この熱意があるなら魔導車の大量複製を始めても大丈夫かもしれない。
「この村を魔導車の『教習所』にしたらどうですか?」
アヤネが主張したのはこの村に訪れた人に魔導車の操縦技能をこの村の人々が教えて合格基準を認められた人に魔導車を安価で売り渡すという仕組みだった。
勿論、数日間の指導を受ける間は村の宿に宿泊してその適正な代金をきちんと払ってもらう。
そう云う形で行商人や観光客、そしてお金をこの村へ呼び込むのだと云う。
彼女の世界でもそういった『有料合宿旅行』が存在してるらしい。
いずれこの国の魔導車道の整備が完了すれば、このレジル村はあくまで国に何ヵ所か存在する『教習所』の一つになるだろうとアヤネに云われたがそれで十分だと思った。
国内有数の名地に俺の故郷がなるだけで親父が生涯かけて愛し抜き、妹のエウレルとその子供レウズが今も暮らすこの寒村が続いてく上ではそれで十分だ。そして―――
「素晴らしい建物が完成しましたね♪」
「ああ」
「これが『ホテル魔導車』かぁ。人がこの村に沢山訪れるといいですね」
俺の初級建築魔術だとこの4階建ての紅煉瓦造りの宿泊施設が精いっぱいだが、まずはこのくらいが丁度いいんだろうと思う。
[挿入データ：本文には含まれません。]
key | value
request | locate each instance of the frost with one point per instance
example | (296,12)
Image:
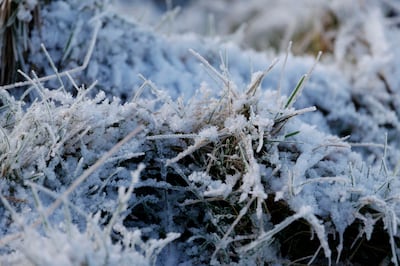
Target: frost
(186,148)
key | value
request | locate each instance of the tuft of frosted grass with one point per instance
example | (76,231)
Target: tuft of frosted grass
(220,164)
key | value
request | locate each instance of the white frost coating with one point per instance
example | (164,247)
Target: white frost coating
(210,133)
(55,139)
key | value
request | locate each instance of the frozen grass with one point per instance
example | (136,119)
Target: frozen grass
(239,170)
迎賓館のふかふか天蓋ベッドをどんだけ複製したか。旅人が心地よく眠れる施設ではある筈だ。
ただ未来が視える姫様は「この宿泊施設、ちゃんと正しく使われるといいですが……」とどこか不安げだった。
とりあえず『ホテル魔導車』の運営は村の人達に全面的に任せた。
それに魔導車の操縦訓練場や数百台の魔導車が収まる土地も確保した。
そのあと、魔導車もアヤネの神力で数百台ほど複製した。
ただ、魔導車の文化・規律が完全にメルフェス中に浸透するまでは『高速』の起動装置は使用できない状態の魔導車を大量複製した。
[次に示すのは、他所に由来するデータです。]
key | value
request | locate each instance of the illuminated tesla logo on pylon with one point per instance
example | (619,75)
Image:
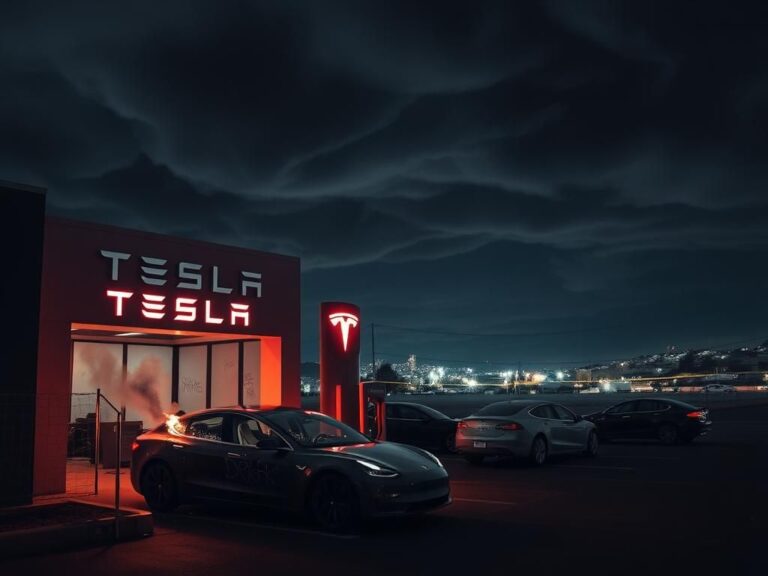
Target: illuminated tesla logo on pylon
(345,320)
規律には『高速回転の起動装置は周囲に人や動物などの対象物が確認できないのみ使用可能』の条項が存在してはいるがまだまだ不安だからだ。
魔導車に乗った人達が事故を起こさない事が最優先だ。
この村の為に今の俺が出来る事は十分できたと思う。
金色髪のエルフの姫様は満足げな俺の顔を見ながら、優しく云った。